Two accounts trading back and forth will light up anti-spoofing tech from the 1980s. Keep in mind that the AML regulations Coinbase follows are specifically designed to catch fake money movement.
Anti-spoofing tech for regulated securities. There's no rules for crypto to suggest that Coinbase needs to (or would) flag a group of individuals doing this.
> Anti-spoofing tech for regulated securities. There's no rules for crypto to suggest that Coinbase needs to (or would) flag a group of individuals doing this.

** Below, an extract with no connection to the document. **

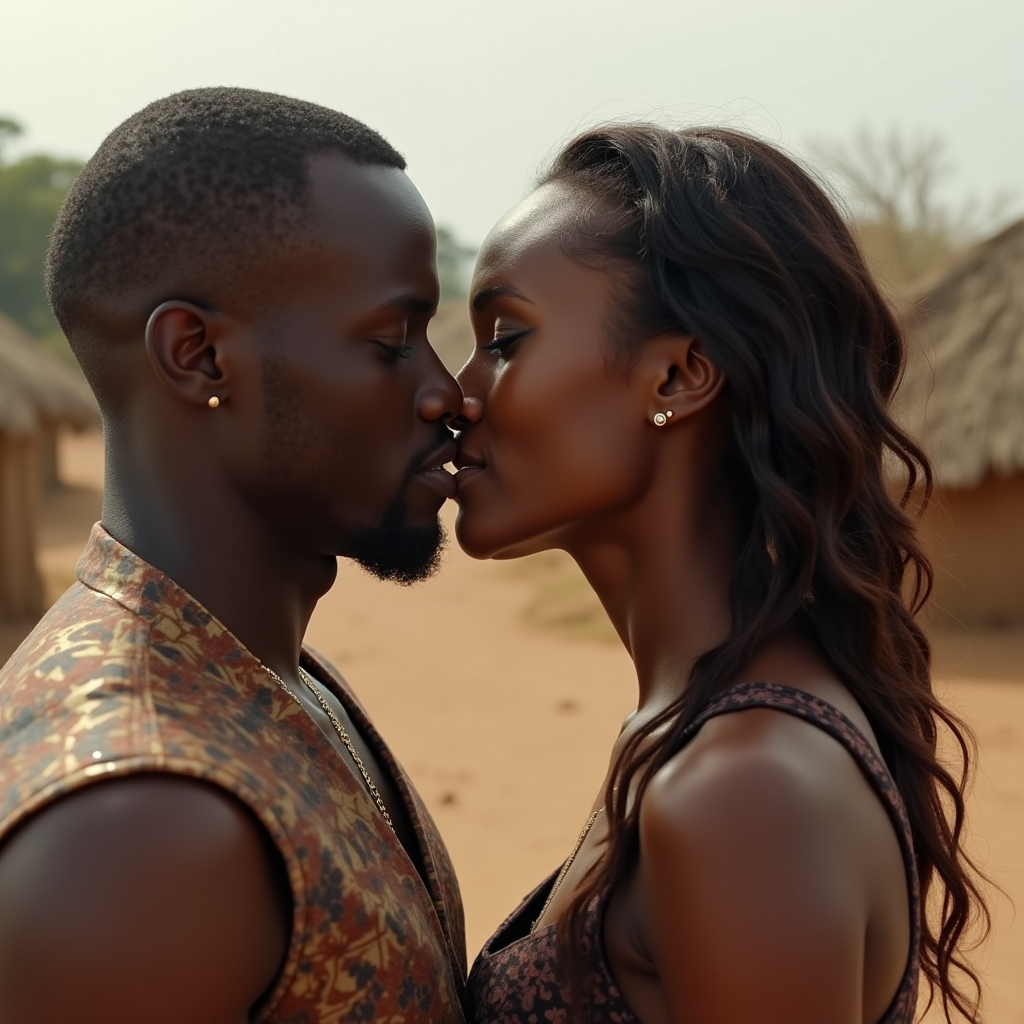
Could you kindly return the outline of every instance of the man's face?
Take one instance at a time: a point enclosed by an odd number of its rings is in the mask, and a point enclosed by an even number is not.
[[[311,178],[314,244],[281,257],[288,296],[254,326],[259,442],[238,438],[245,456],[229,461],[240,489],[303,550],[411,583],[443,542],[437,513],[455,493],[445,424],[462,406],[427,341],[433,221],[396,169],[323,156]]]

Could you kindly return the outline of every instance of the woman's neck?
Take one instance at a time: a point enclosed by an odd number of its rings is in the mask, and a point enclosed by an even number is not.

It's the same stuff that catches money laundering. Coinbase isn't exempt from anti-money laundering laws. (With respect to Coinbase not being subject to the Exchange Act, that's very much an open, if irrelevant to this discussion, question.)
> Wash trading is market, price, and reputation manipulation, not money laundering or tax evasion
A lot of money laundering involves wash trading. That's why institutions like Coinbase have systems in place to detect it. Non-laundering wash trades would get flagged by such a system. If it were systemic, it would almost certainly merit a SAR.
Citation needed, because wash trading and money laundering are not mutually inclusive. There are not controls in place for money laundering that detect wash trading, because crypto is not a regulated security.
> Does that mean they don't try to prevent a group of individuals coordinating wash trading between their accounts?
To wash trade effectively for more than a single instance one needs hundreds to thousands of accounts. Somebody could coördinate that many people. But it's hard. And it creates exhaust lights up law enforcement radars, as it's practically indistinguishable from money laundering.